Par suite sa demande sera rejetée.
Sur les dépens
Les articles 696 du code de procédure civile énonce que « La partie perdante est condamnée aux dépens, à moins que le juge, par décision motivée, n'en mette la totalité ou une fraction à la charge d'une autre partie. »
En application de ces dispositions, il convient de mettre les dépens à la charge de la SARL Canopée Habitat & Services, partie perdante, comprenant les frais d'expertise de 3 690,96 euros.
Sur les frais irrépétibles
En application des dispositions de l'article 700 du code de procédure civile, « le juge condamne la partie tenue aux dépens ou, à défaut, la partie perdante, à payer : 1° A l'autre partie la somme qu'il détermine au titre des frais exposés et non compris dans les dépens... »
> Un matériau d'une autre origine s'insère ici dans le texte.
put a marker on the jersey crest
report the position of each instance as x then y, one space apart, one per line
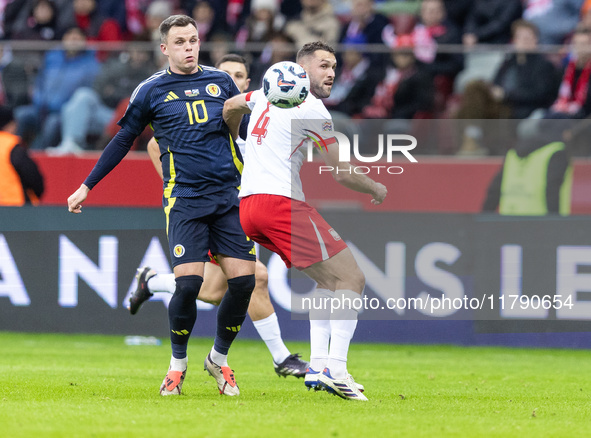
213 90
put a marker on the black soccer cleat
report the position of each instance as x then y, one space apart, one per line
292 366
141 293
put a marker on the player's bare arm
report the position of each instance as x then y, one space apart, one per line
154 153
234 109
343 173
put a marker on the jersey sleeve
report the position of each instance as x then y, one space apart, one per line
137 115
316 125
253 96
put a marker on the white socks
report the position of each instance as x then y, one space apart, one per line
178 364
343 322
320 328
270 333
162 283
218 358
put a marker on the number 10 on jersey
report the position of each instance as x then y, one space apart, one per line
197 112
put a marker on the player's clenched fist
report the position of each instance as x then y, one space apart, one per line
77 198
379 194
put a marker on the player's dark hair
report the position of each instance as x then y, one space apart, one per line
174 21
233 57
311 48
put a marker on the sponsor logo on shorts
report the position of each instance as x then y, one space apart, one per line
334 234
179 251
213 90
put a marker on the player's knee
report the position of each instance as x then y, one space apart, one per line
187 288
262 276
355 280
241 287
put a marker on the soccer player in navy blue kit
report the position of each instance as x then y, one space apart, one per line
201 165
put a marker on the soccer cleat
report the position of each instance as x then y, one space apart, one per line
223 376
344 388
173 382
311 380
141 293
292 366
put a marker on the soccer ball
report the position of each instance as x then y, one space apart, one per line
286 84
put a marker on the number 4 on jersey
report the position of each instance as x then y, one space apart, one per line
260 128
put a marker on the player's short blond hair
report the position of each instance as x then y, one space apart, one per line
175 21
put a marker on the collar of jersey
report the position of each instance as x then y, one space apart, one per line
192 75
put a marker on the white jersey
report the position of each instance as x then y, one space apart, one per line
276 147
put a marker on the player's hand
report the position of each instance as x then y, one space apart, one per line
77 198
379 194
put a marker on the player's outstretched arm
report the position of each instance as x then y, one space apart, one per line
114 152
343 173
154 153
77 198
234 109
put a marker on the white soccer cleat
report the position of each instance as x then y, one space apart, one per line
223 376
345 388
173 382
311 380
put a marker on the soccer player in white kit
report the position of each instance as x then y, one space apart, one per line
273 211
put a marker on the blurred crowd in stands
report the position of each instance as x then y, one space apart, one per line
466 71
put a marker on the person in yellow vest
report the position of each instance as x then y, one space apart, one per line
535 179
20 180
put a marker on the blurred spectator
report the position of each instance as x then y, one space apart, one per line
280 48
316 22
556 19
365 27
407 88
526 80
62 73
204 16
155 14
489 21
18 16
38 22
477 106
115 9
14 84
536 176
354 84
20 180
262 23
574 100
586 14
457 11
435 29
93 23
90 109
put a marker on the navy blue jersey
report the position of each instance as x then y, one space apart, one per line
185 111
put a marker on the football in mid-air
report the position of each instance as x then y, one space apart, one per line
286 84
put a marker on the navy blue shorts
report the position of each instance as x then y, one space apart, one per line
211 222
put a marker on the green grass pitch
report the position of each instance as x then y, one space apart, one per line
96 386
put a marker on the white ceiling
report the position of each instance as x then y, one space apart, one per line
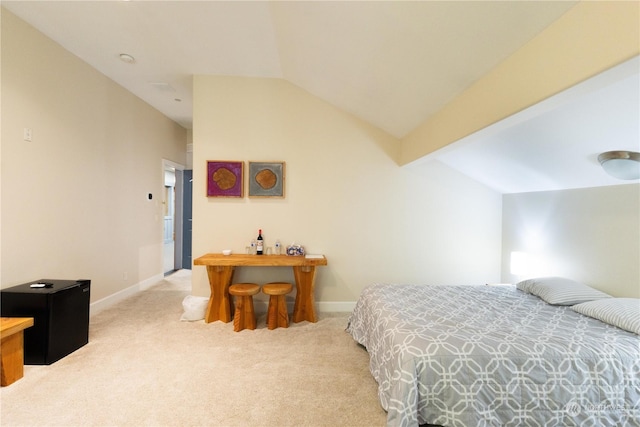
390 63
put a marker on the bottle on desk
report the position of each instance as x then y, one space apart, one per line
259 243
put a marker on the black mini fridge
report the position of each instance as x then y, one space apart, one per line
60 309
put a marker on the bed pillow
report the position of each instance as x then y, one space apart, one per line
560 291
621 312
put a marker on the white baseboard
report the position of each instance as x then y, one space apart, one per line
260 306
336 306
153 280
113 299
321 307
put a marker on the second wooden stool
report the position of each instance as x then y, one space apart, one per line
277 315
244 316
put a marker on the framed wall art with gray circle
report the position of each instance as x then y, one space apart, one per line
266 179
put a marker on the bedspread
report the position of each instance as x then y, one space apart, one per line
494 356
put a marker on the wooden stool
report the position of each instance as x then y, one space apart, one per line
244 316
277 315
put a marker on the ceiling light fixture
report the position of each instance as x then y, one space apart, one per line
621 164
125 57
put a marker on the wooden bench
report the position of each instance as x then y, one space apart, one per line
12 347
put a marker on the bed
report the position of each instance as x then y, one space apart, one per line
495 356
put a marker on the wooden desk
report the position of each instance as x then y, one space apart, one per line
12 347
220 270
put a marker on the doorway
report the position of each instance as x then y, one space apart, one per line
176 228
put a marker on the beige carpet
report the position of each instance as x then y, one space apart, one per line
143 366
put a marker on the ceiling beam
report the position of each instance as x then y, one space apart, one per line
587 40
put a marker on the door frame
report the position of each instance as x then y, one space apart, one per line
178 210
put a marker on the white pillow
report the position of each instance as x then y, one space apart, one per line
621 312
560 291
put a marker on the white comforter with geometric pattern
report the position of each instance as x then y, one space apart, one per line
494 356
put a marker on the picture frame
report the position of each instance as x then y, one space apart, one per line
266 179
225 178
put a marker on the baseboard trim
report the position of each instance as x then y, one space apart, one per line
260 306
113 299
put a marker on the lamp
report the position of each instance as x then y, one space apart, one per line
621 164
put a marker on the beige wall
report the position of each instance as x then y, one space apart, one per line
591 235
345 195
590 38
74 199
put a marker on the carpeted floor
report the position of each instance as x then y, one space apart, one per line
145 367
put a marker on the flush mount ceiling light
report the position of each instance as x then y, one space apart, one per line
125 57
621 164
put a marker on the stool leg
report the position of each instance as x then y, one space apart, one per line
277 315
244 317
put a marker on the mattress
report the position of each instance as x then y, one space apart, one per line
494 356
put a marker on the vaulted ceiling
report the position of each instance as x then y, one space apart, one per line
390 63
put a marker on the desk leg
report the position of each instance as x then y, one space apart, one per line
219 307
305 284
12 358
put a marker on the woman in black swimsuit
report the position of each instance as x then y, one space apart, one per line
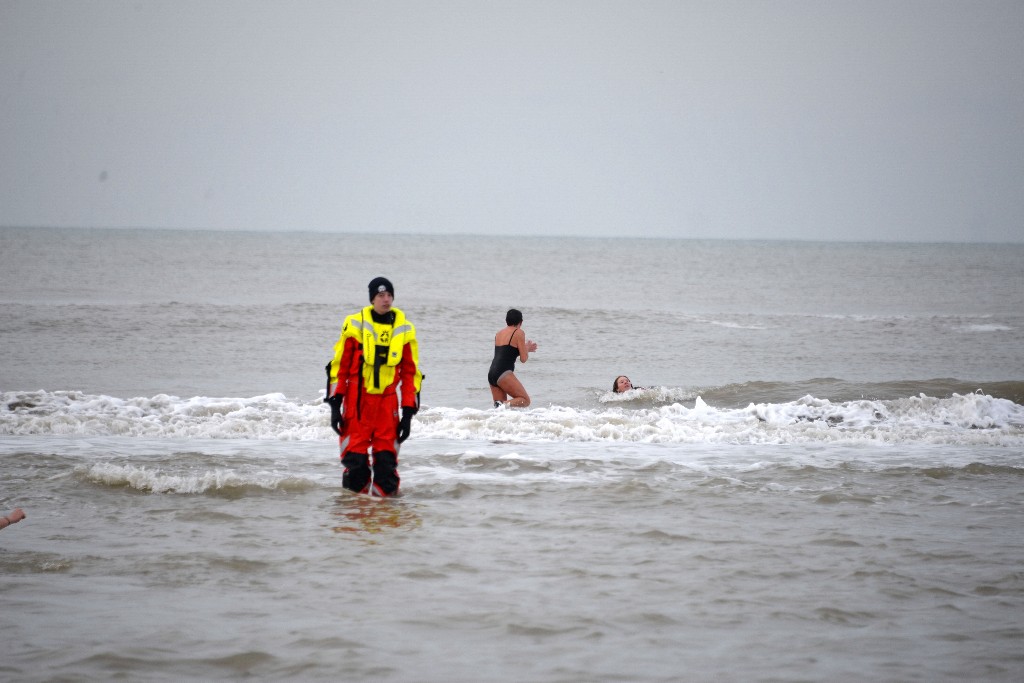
510 343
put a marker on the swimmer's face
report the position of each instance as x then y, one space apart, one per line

En l'espèce, la SARL Canopée Habitat & Services, tenue aux dépens, sera condamnée à payer à Monsieur [I] [V] et Madame [S] [E] épouse [V] et à la SAS Agence 31 Architecte, à chacun, la somme de 1 000 euros en application de ces dispositions.
Par suite, SARL Canopée Habitat & Services, qui succombe sera déboutée de ses demandes fondée sur l’article 700 du code de procédure civile.
la SAS Agence 31 Architecte sera déboutée de sa demande formulée aux visas de ces dispositions à l'encontre de Monsieur [I] [V] et Madame [S] [E] épouse [V].
PAR CES MOTIFS
La 10ème chambre du tribunal judiciaire, statuant en premier ressort, après débats en audience publique, par jugement contradictoire et prononcé par mise à disposition au greffe,
- Condamne la SARL Canopée Habitat & Services à payer à Monsieur [I] [V] et Madame [S] [E] épouse [V] la somme de 1 281,67 euros au titre de la reprise des travaux,
- Condamne la SARL Canopée Habitat & Services au paiement des dépens, comprenant les frais d'expertise de 3 690,96 euros,
- Condamne la SARL Canopée Habitat & Services à payer à Monsieur [I] [V] et Madame [S] [E] épouse [V] la somme de 1 000 euros en application de l'article 700 du code de procédure civile,
- Condamne la SARL Canopée Habitat & Services à payer à la SAS Agence 31 Architecte la somme de 1 000 euros en application de l'article 700 du code de procédure civile,
- Déboute Monsieur [I] [V] et Madame [S] [E] épouse [V] du surplus de leurs demandes,
- Déboute la SARL Canopée Habitat & Services de l'ensemble de ses demandes,
- Déboute la SAS Agence 31 Architecte du surplus de ses demandes.
Ainsi jugé et prononcé le 12 novembre 2024.